20年の6月10日は工場が振替休日で、おれは朝から、畑にまく人糞をもらいにこっちの方へ来ていた。10時近いころかな、今のかみね公園の南駐車場のあたりでひと休みしていた時だ。晴れた日で、きれいな空だった。その空に突然、飛行機が編隊組んで現れ、バラバラと爆弾を落とした。

ずいぶん高いとこからだったから、はじめは多賀工場でもねらってるのかと思ったよ。爆弾はななめに落ちて、低くなるとキーンという音を立てる。その時になって海岸工場ねらってるなってわかった。

工場の屋根に落ちた瞬間、今でも忘れられないよ。屋根の両端が持ち上がるようにふくれて、それからザァーッとくずれ、骨組みだけが残る。中から黒煙がワァーンとあがって、たちまちのうちに粉じんで空が真っ暗だ。その中を工場のドラム缶が火をふいてシユーッ、シユーッとロケットのように飛び上がる。まるで映画でも見ているようだったよ。

飛行機は空がすっかり黒くなって、反撃もないとわかると、今度は黒煙の下に降りて来て低空からの徹底的な爆撃だ。それがお昼くらいまでつづいたんだ。おれは最初から最後まですっかり見てたけど、あんなかに休日出勤で出ている仲間がいるはずだ、とわかってたから、いてもたってもいられねえって気持ちだったね。

6月10日のあとは海岸工場にかりだされて、毎日生き埋めになった人たちを掘り出す作業だよ。でもどこに埋まっているか、はっきりわかんないんだから、見当つけて掘るんだからね。戦争が終わってだいぶたってからも、あっちこちから死体が出てたね。

艦砲と焼夷弾

艦砲射撃の時(7月17日)は小木津にいた。雨が降っていて夜中だった。攻撃の前に一度照明弾を落としたんだ。日立の町がまっぴかりになるような。それで位置を確認したんだろうな。そのあと静かになって安心したところに、ドドドドンという雷のような音がしたのが艦砲の始まりだよ。

艦砲は恐いよ。真っ暗な中を赤い尾を引いて横にヒユーッと飛んでくるんだから。鹿島神社の太い杉の木は、それで何本もスッパリ切れちやった。

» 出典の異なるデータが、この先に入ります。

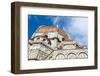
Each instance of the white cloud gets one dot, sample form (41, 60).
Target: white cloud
(79, 29)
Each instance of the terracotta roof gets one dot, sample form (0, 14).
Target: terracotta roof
(69, 42)
(54, 28)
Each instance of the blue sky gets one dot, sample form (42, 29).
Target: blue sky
(76, 26)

大平に住んでたおばあさんなんか、窓を開けたとたん、目の前を艦砲が横切って、そのショックで死んじやったっていう話だ。

焼夷弾(7月19日)がまたすごかったね。仲町校なんか15分で燃えちゃって、宮田のおれの家もそれでとうとうなくなっちやったよ。山まで燃えたんだから。焼夷弾は尻尾に縁のひもがついてんだよ。夜が明けたら、それがあっちこっちの本立に引っ掛かって破裂しないままぶらぶらゆれてんの。気味悪かったね。

1発の爆弾

7月26日の爆弾の時は、たぶん成沢にいたと思う。山手がやられたって聞いて、次の日現場を見に行った。電車道のそばの引込み線のところに大きな穴があいてたね。大きさねえ。25メートルくらいかな。6月10日の時と同じだよ。ただ、障碍物のない道路の真ん中に落ちた分、大きく感じるんだ。山手工場のスレート屋根は爆風でなくなっちまった。

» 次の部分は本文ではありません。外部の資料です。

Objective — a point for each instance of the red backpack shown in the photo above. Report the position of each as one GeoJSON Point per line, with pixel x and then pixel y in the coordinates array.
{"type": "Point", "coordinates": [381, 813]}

その時見たのはそれだけだったけど、聞いた話では爆弾が落ちた時、天神森の奥さんがちょうど通りかかったんだと。体はどっかに吹き飛ばされちまったけど、家族あての召集令状をしっかりにぎりしめた手首だけが現場に残ったそうだ。その召集令状で身元がわかったんだよ。

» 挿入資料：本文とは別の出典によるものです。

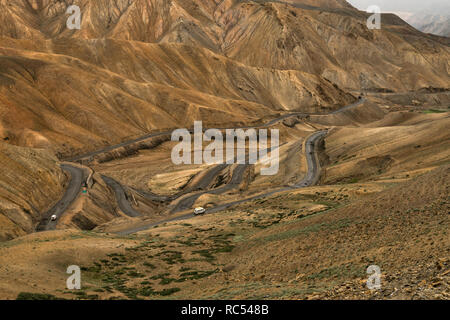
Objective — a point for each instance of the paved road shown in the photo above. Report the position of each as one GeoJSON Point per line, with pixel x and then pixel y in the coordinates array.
{"type": "Point", "coordinates": [77, 177]}
{"type": "Point", "coordinates": [310, 178]}
{"type": "Point", "coordinates": [160, 134]}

山手工場の屋根はそのあと、モーターの中に使う電気鉄板で葺き直した。何で落としたかって?そんなことは考えなかったね。どっかの帰りに、たまたま1発残ってるから、遊び半分に工場でもねらってやろうって落としたんだって、みんなそう思ってよ。

敗戦

6月10日の1トン爆弾からは落ち着いて仕事するって状況じゃなくなってたな。水際決戦だなんて言って海岸のたこつぼ掘りなんか一生懸命やったよ。もちろん、そのころはもう勝てるとは思ってなかった。だけど、竹槍ひとつの装備でも敵と刺し違えて死ぬ覚悟はあったんだ。

8月15日は小木津で防空壕を掘ってた。ラジオなんか持ってないから、戦争終わったのも知らねえで ひとりで掘ってたら、親戚の子が来て「おじちゃん、 戦争終わったよ」って。ボーッとしちまったな。